Tuesday, 30 de April de 2024 ISSN 1519-7670 - Ano 24 - nº 1285

O visual, o verbal e o escrito

Os gêneros do discurso refletem o uso estável de enunciados observado num contexto social e histórico, o que faz com que muitos sejam os gêneros do discurso. Alerta Mikail Bakhtin para a enorme heterogeneidade dos gêneros do discurso, a partir das simples réplicas do diálogo cotidiano até as manifestações científicas e gêneros literários.

Têm-se os gêneros dos discursos num sentido funcional, ou seja, em razão de sua utilização no meio social se criam determinados gêneros dos discursos. Bem por isso, acabam sendo abstratos e vazios, o que os tornam difíceis de ser enquadrados em modelos rígidos.

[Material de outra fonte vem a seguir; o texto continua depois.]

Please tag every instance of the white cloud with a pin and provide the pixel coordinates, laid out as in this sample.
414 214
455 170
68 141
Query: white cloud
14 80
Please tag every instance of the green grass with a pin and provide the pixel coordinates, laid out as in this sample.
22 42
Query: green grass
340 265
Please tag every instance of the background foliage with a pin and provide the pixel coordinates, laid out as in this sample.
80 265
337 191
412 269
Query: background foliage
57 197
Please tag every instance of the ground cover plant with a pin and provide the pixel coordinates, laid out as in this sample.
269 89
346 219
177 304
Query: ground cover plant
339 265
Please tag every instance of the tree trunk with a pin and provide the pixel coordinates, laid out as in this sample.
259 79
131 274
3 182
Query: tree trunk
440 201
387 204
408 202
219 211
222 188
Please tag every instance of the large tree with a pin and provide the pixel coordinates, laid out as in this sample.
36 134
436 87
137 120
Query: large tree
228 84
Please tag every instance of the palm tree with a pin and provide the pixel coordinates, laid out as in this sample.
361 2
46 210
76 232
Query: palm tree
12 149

Repita-se, a variedade de gêneros decorre da variedade de enunciados, o que mostra a pouca riqueza em se tentar limitar a classificação dos gêneros a partir da literatura – aqui, no sentido de produção artística literária escrita.

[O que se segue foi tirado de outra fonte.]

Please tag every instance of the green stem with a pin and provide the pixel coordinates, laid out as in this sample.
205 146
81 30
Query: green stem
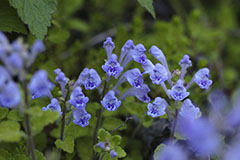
30 141
99 120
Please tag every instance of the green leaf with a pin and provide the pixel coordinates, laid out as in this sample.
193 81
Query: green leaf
103 135
10 131
9 20
120 152
157 151
36 14
3 113
115 140
4 155
15 115
110 123
148 4
39 155
67 145
41 118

Uma proposta classificatória é a de considerar os gêneros a partir da forma do enunciado – verbal ou escrito – e a partir de seu grau de complexidade – primários e complexos. Os gêneros dos discursos mais simples são chamados de primários, utilizados preferencialmente na produção de enunciados verbais, e os enunciados produzidos a partir de uma reflexão mais trabalhada e com marcas culturais de uma área do conhecimento científico – artístico, literário, jornalístico, por exemplo – acabam constituindo os gêneros dos discursos complexos. No interior dos gêneros dos discursos são encontrados os estilos, isto é, as marcas próprias do enunciador, embora nem todos os gêneros dos discursos possam receber marcas próprias e características de um enunciador. É o que se dá, nesse caso, com gêneros dos discursos padronizados (as ordens militares, os memorandos oficiais etc.).

Reprise da vida cotidiana

No plano da forma da enunciação, as modalidades verbal e escrita não são rígidas e excludentes. Elas se combinam e se integram, o que é próprio da concepção de sociedade de massa. A forma também se reveste da imagem que, como enunciado, muitas vezes diz mais do que o dito ou escrito e acaba se constituindo em gênero do discurso visual.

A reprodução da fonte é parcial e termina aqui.